Manual Instrumentation with OpenTelemetry SDK: A Guideline
To manually instrument your LLM application, follow these steps:
- Install the OpenTelemetry SDK: Install the SDK tailored for the language of your application.
- Integrate Trace Collection: Add code to collect trace data within your application.
For example, wrapping API calls to OpenAI Chat Completions in spans can capture valuable performance metrics and pinpoint issues down to specific operations:
“`python
from opentelemetry import trace
from opentelemetry.trace import SpanKind
tracer = trace.get_tracer(__name__)
with tracer.start_span(“openai.chat.completions”, kind=SpanKind.CLIENT) as span:
response = client.chat.completions.create(
model=”gpt-4″,
messages=[
{“role”: “system”, “content”: “You are a helpful assistant.”},
{“role”: “user”, “content”: “Hello!”}
]
)
span.set_attribute(“gen_ai.response”, response.completion.choices[0].message)
“`
However, as you can see, this type of instrumentation can become complex and cumbersome to implement for each LLM request, significantly increasing the complexity of your application.
Automated Instrumentation: Quick Solution with OpenLIT
OpenLIT offers a straightforward path to automated instrumentation. By using the OpenLIT SDK, developers can automatically capture essential telemetry data with just one line of code addition. This SDK smartly identifies common LLM operations and ensures they’re observed without heavy lifting from developers.
“`shell
pip install openlit
“`
Setup: Set the following environment variables
“`shell
export OTEL_EXPORTER_OTLP_ENDPOINT=”YOUR_OTEL_ENDPOINT”
export OTEL_EXPORTER_OTLP_HEADERS=”YOUR_OTEL_HEADERS”
“`
Initialize the SDK at the start of your application entry point.
“`
Import openlit
openlit.init()
“`
You can also choose to set a custom application name and environment by setting the `application_name` and `environment` variables in the openlit.init() function arguments
Visualizing in a Grafana Dashboard
Once your LLM application is instrumented with OpenTelemetry, it’s time to visualize and analyze this data. There are a few options offering customizable dashboards that bring your telemetry data to life, but the screenshot below shows Grafana. Whether you’re tracking API latencies or understanding query efficiencies, Grafana’s versatile platform supports dynamic, insightful visualizations.

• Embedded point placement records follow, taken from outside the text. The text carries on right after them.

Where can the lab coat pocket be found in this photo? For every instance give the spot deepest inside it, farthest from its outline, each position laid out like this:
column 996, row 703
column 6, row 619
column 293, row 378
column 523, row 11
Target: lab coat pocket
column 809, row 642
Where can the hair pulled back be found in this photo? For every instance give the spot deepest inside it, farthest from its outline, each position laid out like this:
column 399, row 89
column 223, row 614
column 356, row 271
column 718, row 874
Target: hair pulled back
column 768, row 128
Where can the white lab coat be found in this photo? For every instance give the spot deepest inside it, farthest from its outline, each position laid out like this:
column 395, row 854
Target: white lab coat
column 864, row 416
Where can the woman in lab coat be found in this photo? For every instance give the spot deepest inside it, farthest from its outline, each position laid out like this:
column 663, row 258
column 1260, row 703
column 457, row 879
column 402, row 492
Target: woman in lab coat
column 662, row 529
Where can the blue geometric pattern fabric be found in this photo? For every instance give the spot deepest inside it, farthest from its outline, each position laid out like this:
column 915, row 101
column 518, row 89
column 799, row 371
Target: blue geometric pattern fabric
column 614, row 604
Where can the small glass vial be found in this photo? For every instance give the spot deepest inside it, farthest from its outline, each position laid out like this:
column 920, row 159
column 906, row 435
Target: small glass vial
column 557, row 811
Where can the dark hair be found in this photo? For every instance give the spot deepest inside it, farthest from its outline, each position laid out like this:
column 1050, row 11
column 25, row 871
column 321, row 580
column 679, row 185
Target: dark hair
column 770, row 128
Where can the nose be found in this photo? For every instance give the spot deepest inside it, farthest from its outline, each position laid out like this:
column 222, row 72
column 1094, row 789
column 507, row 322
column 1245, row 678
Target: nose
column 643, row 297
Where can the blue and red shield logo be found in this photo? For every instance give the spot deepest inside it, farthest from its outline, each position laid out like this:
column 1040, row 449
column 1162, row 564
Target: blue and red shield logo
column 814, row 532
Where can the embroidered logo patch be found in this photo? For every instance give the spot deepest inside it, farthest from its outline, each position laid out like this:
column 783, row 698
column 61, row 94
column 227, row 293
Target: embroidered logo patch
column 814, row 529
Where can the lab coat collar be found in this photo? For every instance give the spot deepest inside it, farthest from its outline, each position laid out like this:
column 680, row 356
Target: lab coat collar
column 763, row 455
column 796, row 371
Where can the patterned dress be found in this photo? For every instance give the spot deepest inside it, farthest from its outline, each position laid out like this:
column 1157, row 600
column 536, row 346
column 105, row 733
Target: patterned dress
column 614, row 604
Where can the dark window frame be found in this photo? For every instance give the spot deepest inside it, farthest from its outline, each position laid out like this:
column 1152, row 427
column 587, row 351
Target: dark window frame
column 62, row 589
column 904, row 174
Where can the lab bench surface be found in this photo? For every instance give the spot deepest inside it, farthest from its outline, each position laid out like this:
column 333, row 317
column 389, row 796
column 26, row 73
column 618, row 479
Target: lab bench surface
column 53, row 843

Here is a sample dashboard that you can import (Thanks to the OpenLIT Team for building this!)
The Grafana dashboards provide a comprehensive overview of your LLM application’s performance and usage. Users can monitor metrics like total successful requests, request rates, usage costs, and token consumption. Additionally, request duration distributions and top-used models are displayed. Detailed trace information and database operations are also visualized, offering insights into the sequence of events and database interactions.
This aggregated data helps users understand the app’s performance, manage costs and identify bottlenecks. The insights gained from these dashboards facilitate further evaluation tests like Prompt Evaluation and Model Performance Evaluation, enabling optimizations for better reliability and efficiency.
Conclusion
When it comes to LLM applications, observability is not just a nice to have; it’s a critical component of operational success. OpenTelemetry, with its open standards and wide industry support, provides a solid foundation for building observability into these complex systems.
By combining manual and automated instrumentation strategies with the analytical prowess of a tool like Grafana, developers can achieve a deep understanding of their LLM applications, leading to improved performance, reliability and user satisfaction.